Pretentious though that was, her hubris was actually not that wide of the mark, as Lana Del Rey is quite the creation, starting out as plain Lizzie Grant from Lake Placid who, like many an aspiring starlet before her, went to the big city, got herself a glossy demi-wave, lowered her voice to a sultry purr and changed her name to something more glamorous, fashioning one of the more interesting pop brands to achieve ubiquity in the past couple of years.
Like Florence Welch, she shamelessly and seamlessly appropriates vintage glamour and gives it a 21st century makeover. Unlike Welch, Del Rey has neither the lungpower nor stage presence to fill this venue – an upgrade from the advertised two nights in the appropriately deco theatre environment of the Academy.
What she did have though was a Great Gatsby-style palm garden stage set to complement her retro American Dream aesthetic, and the unswervingly enthusiastic support of the crowd who greeted each modulation in her tone, from sweet soprano to husky alto and back, or hint of a hip swivel with squeals of encouragement.

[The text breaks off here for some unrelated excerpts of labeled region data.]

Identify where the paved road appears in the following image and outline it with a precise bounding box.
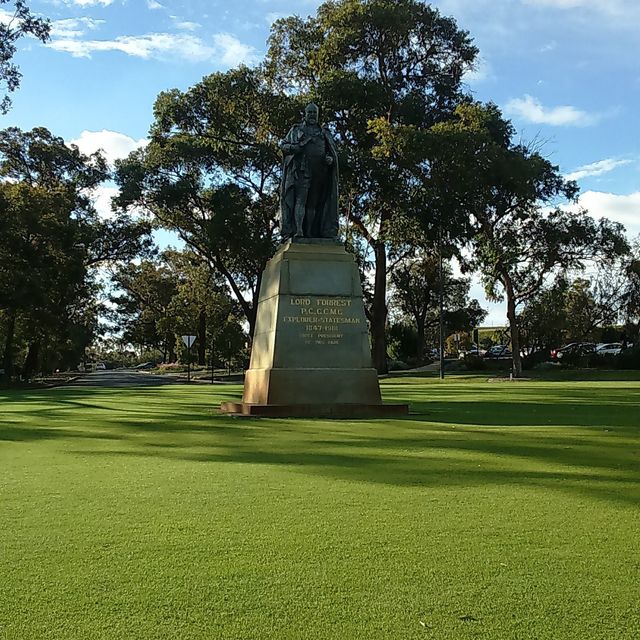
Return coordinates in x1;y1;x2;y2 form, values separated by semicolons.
69;370;180;387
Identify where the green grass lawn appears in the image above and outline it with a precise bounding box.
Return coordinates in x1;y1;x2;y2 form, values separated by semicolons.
0;375;640;640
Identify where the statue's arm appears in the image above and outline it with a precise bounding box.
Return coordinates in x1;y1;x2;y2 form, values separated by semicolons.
279;127;302;156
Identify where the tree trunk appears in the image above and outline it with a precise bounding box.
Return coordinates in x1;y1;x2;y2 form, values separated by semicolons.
2;310;16;380
24;340;41;380
198;309;207;366
371;242;388;373
502;273;522;378
415;316;425;364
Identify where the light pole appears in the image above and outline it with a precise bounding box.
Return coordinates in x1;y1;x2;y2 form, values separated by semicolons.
438;224;444;380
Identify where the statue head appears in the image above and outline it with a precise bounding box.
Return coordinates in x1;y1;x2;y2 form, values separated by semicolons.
304;102;320;124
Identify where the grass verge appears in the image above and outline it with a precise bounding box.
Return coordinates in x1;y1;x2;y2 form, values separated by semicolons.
0;376;640;640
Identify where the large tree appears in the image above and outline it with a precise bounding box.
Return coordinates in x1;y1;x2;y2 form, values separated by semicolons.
377;102;628;376
391;251;486;362
265;0;477;372
116;67;299;334
0;128;149;376
0;0;51;113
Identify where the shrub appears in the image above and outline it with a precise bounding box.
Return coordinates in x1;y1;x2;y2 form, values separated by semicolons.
616;346;640;369
463;355;487;371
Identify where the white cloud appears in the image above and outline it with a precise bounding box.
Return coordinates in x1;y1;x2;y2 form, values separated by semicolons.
213;33;257;67
523;0;637;15
462;58;493;85
578;191;640;237
175;20;202;31
506;95;602;127
51;18;104;38
69;129;149;164
92;186;120;220
64;0;113;7
48;33;257;66
565;158;631;180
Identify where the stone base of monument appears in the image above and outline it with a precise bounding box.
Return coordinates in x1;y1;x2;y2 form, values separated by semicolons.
221;239;409;417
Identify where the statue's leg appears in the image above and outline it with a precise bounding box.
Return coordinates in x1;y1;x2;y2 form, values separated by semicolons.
294;184;309;238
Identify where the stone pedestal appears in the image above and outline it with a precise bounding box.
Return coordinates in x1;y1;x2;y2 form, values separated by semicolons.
222;240;408;417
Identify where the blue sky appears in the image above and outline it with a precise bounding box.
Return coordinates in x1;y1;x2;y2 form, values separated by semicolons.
0;0;640;324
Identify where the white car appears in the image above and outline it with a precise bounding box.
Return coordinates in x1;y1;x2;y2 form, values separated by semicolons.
596;342;622;356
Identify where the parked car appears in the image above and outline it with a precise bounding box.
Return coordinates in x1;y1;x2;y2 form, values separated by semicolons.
484;344;511;358
596;342;622;356
459;344;486;360
133;362;156;370
551;342;596;360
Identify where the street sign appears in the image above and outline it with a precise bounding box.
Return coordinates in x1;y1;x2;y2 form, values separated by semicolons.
182;336;196;349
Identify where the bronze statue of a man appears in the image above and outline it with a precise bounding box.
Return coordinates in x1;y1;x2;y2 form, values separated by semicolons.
280;103;338;240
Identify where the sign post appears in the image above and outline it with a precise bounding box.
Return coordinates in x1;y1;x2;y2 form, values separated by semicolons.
182;336;196;383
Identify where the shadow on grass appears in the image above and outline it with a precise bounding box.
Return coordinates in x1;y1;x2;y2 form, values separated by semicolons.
0;385;640;505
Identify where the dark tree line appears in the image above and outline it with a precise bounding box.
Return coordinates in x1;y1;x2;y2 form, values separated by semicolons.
0;0;633;376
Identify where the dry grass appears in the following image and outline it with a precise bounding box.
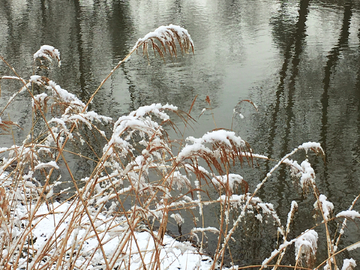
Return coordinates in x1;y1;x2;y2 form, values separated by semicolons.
0;25;360;269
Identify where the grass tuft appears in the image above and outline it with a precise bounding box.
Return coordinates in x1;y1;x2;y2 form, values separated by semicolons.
0;25;360;269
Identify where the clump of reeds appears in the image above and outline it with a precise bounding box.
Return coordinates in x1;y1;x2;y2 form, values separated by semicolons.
0;25;360;269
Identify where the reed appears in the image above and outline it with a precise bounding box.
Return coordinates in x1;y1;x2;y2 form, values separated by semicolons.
0;25;360;269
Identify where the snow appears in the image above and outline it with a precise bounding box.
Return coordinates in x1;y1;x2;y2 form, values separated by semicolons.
34;45;61;67
295;230;318;260
314;194;334;220
341;259;356;270
11;203;216;270
346;241;360;251
133;24;194;53
35;161;59;170
336;210;360;219
211;173;244;190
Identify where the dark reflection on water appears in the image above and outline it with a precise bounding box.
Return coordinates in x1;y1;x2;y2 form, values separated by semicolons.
0;0;360;264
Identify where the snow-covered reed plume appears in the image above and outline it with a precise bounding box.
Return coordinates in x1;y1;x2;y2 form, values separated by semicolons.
0;25;360;270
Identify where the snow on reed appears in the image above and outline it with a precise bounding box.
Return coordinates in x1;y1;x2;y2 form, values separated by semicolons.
341;259;357;270
314;194;334;220
336;210;360;219
33;45;61;67
295;230;318;262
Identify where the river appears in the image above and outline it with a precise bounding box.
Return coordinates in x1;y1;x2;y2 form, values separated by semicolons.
0;0;360;264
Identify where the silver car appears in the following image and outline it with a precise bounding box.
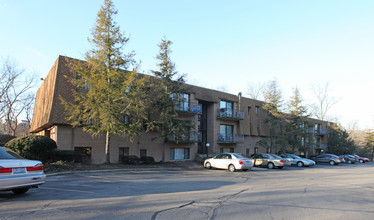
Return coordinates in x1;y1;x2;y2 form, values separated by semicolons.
204;153;252;172
280;154;316;167
252;154;291;169
0;147;46;194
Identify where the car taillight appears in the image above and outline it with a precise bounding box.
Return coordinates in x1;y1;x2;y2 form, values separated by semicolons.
27;163;44;171
0;167;12;173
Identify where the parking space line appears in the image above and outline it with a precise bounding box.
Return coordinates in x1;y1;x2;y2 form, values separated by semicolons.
39;186;95;193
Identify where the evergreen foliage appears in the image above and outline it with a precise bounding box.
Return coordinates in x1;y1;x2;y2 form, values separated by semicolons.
365;130;374;161
5;135;57;163
328;123;356;155
148;37;192;161
62;0;148;163
259;79;287;153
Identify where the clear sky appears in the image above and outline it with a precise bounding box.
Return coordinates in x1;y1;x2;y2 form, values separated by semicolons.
0;0;374;129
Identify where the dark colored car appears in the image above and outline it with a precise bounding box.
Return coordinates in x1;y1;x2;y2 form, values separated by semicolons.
339;154;358;164
311;154;343;165
353;154;370;163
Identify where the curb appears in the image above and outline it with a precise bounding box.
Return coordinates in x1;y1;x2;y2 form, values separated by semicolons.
46;166;203;177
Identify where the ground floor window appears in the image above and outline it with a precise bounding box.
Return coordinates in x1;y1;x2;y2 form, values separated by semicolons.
170;148;190;160
74;147;92;163
118;147;130;162
220;147;234;153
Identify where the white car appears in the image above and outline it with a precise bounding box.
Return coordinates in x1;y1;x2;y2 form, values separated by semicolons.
204;153;253;172
0;147;46;194
280;154;316;167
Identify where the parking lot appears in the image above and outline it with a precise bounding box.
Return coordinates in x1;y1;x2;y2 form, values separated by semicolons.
0;163;374;219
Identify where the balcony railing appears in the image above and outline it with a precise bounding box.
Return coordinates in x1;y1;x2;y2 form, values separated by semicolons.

Del Rey, for her part, pressed generous flesh with the fans in the front rows as her set drew to a close with a muscular National Anthem. But elsewhere, her material suffered somewhat from a bloodless delivery. Del Rey’s music is immaculately produced, and its live incarnation just cannot compete for atmosphere – though the evocative Video Games could cause shivers in a sauna. Hopefully with experience she will be able to hit that bittersweet spot more often.